CytRx Corporation, a biopharmaceutical research and development company engaged in the development of high-value human therapeutics, has announced that study results demonstrated that arimoclomol exhibited both statistically significant neuroprotective and neuroregenerative effects in brain cells of animals induced with stroke, offering insights into this drug candidate’s mechanism of action.
Orally administered arimoclomol is a molecular chaperone amplifier that is believed to help reduce the accumulation of damaged proteins that may play a role in multiple diseases and disorders. Reportedly, the study was conducted under the direction of stroke expert Michael Chopp of the Department of Neurology in the Henry Ford Health System, Detroit, Michigan and the Department of Physics, Oakland University, Rochester, Michigan.

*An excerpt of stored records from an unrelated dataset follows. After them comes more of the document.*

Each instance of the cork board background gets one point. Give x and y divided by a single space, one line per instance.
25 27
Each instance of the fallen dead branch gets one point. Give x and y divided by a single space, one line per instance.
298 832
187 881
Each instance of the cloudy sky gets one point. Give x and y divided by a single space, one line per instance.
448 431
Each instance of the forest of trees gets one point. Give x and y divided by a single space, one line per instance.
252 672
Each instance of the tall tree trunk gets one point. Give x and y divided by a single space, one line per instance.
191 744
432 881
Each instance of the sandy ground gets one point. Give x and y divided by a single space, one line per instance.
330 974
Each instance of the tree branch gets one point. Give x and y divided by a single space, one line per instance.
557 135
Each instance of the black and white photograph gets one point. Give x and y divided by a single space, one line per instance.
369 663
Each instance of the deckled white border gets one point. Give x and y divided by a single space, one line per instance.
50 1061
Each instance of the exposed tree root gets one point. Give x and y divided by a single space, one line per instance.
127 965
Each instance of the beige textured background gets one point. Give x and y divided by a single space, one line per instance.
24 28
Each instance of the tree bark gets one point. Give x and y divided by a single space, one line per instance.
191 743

It has been reported that the results showed that arimoclomol treatment in all groups tended to increase the number of cells expressing HSP70 compared to controls in the zone surrounding the lesion, reaching statistical significance (p<0.05) in those animals initially dosed either six or 10 hours following the stroke event. Importantly, treatment with arimoclomol initiated at all four time points following the stroke event significantly increased the number of newly developing neurons in both the zone surrounding the lesion, as well as in an area called the subventricular zone of the lateral ventricle – the typical origin of these cells prior to their migration to the damaged tissue.

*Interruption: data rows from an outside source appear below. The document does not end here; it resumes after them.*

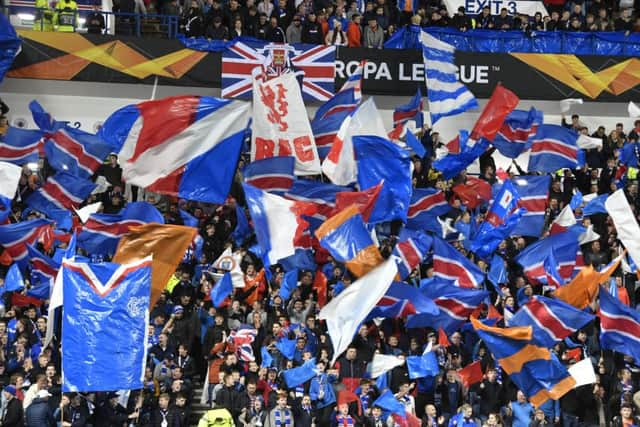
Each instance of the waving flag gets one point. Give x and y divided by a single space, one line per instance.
446 95
61 191
184 146
20 146
551 320
554 147
345 313
76 152
536 371
450 264
411 252
619 326
455 304
100 302
534 193
273 174
381 160
516 132
101 232
345 236
410 111
277 221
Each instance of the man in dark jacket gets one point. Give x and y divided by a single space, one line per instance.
38 414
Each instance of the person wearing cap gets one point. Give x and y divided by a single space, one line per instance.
38 413
14 414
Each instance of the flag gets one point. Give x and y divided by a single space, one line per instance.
552 320
61 191
381 160
277 222
345 236
424 203
619 326
533 369
221 290
184 146
276 127
101 232
273 174
340 164
101 301
20 146
583 288
554 147
500 104
411 111
75 151
344 313
446 95
514 137
450 264
626 226
300 375
289 284
167 244
455 304
15 238
411 252
501 219
240 60
533 192
471 374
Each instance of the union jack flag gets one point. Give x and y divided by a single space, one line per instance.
315 63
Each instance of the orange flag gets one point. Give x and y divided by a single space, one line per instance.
584 287
165 243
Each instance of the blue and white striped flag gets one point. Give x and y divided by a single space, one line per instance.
446 95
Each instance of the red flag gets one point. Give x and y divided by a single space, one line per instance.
471 374
501 103
364 200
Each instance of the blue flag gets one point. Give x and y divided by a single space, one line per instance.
221 290
100 302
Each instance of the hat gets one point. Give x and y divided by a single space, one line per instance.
11 390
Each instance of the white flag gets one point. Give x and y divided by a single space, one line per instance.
345 313
626 225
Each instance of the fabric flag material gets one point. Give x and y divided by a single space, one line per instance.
100 302
500 104
20 146
446 95
626 226
411 252
344 313
411 111
167 244
184 146
554 147
620 326
277 129
221 290
277 221
101 232
516 132
381 160
450 264
552 320
75 151
537 372
340 164
345 236
273 174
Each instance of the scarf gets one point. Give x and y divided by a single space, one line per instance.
287 417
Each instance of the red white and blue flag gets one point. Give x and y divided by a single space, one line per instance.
316 62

Steven Kriegsman, president and CEO of CytRx, said: “These results help explain how arimoclomol achieved the dramatic improvements in functional recovery that we observed in our previously announced rat stroke studies. This better understanding of arimoclomol’s mechanism of action is an important piece of information that we expect will be valuable in attracting potential pharmaceutical or biotechnology partners for further development of this exciting drug candidate. Currently, t-PA is the only FDA-approved treatment for stroke and must be administered within three hours of the initiation of stroke. We believe that arimoclomol has the potential to reach a much larger market, as our animal studies have shown statistically significant results even when animals are treated ten hours or more after stroke onset. In addition, clinical testing of arimoclomol for stroke recovery could be less expensive, as more patients could be treated at fewer sites due to the expanded therapeutic window.”